The Qantas network provides data, voice, and Internet connectivity to the airline's operational and administrative offices throughout Australia, including airports, reservation centers, travel centers, freight facilities, engineering sites, and administration centers. Progressively deployed and brought on line during the past year, the network is now fully operational.
The scalable high-speed, high-capacity ATM network core is based on Telstra's national fiber-optic network with the required Synchronous Digital Hierarchy (SDH) rings and building entry points to support the sites. Traffic operates at 155 Mbits/sec, with some points as high as 622 Mbits/sec. The deal calls for Telstra to build and manage all aspects of the network, including a unique management agreement.
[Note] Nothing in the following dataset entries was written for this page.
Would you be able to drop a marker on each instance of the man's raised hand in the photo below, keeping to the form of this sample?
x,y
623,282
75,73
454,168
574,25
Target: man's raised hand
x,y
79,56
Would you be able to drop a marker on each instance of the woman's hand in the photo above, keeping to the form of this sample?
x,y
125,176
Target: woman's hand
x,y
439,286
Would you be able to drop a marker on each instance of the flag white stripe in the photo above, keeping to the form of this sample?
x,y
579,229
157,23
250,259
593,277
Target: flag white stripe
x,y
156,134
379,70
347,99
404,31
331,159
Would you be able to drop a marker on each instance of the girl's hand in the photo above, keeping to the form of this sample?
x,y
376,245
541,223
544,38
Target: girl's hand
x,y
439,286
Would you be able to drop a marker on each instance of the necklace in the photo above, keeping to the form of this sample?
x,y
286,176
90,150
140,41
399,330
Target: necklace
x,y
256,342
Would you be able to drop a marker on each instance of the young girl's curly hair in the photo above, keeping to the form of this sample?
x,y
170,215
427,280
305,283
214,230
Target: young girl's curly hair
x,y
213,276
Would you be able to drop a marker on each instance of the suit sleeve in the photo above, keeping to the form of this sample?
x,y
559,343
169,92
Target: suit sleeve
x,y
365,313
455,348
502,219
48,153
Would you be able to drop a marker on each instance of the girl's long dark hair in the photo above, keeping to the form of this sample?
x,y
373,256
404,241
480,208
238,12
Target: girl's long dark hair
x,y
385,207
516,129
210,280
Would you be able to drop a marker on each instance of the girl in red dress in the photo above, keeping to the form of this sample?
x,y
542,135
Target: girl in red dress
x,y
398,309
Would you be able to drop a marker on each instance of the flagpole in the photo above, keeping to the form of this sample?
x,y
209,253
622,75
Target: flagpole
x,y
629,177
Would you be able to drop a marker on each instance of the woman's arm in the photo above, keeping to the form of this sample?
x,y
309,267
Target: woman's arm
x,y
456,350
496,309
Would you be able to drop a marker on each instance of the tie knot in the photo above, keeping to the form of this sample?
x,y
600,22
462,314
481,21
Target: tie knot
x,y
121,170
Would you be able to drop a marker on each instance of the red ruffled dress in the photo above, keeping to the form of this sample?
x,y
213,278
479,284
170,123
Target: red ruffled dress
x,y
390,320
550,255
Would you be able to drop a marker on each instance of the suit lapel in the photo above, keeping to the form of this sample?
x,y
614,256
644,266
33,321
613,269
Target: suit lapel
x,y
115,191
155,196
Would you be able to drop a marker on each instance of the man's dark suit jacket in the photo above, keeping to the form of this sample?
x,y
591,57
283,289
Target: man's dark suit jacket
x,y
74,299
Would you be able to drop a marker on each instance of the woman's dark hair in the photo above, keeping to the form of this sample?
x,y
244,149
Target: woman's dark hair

According to Telstra CEO Ziggy Switkowski, a key aspect is the integration of the Qantas backbone network-management functions into a single Telstra-managed entity known as the Qantas Care Team. The team is part of a total business solution to fully manage the network, providing improved service levels, greater availability and reliability, and comprehensive performance reporting.
Key contractors for the network include Cisco Systems (San Jose) and Nortel Networks (Brampton, ON). Cisco supplied routers, local-area-network switches, and ATM switches throughout Australia to provide a foundation for the network. Nortel provided the ATM solution, consolidating voice and data traffic on a high-speed, cost-effective wide-area network backbone.
Perhaps the completion of the Qantas network will enable Telstra to focus on at least two other major fiber-optic projects currently underway for the Australian telecommunications provider.
For starters, the company will be the sole carrier responsible for supplying all telecommunications for the 2000 Olympic Games in Sydney next year. Telstra is nearing completion of its 4800-km fiber-optic Millennium Network that will provide four billion people around the world a view of the games by interconnecting with existing transoceanic systems.
More recently, Telstra committed to taking the lead role in a consortium planning to build a new submarine fiber-optic Internet cable between Australia and Japan. Though primarily to meet growing data-traffic demand, the cable will also be capable of handling voice and multimedia services. The Australia-Japan cable will feature a design capacity of 640 Gbits/sec.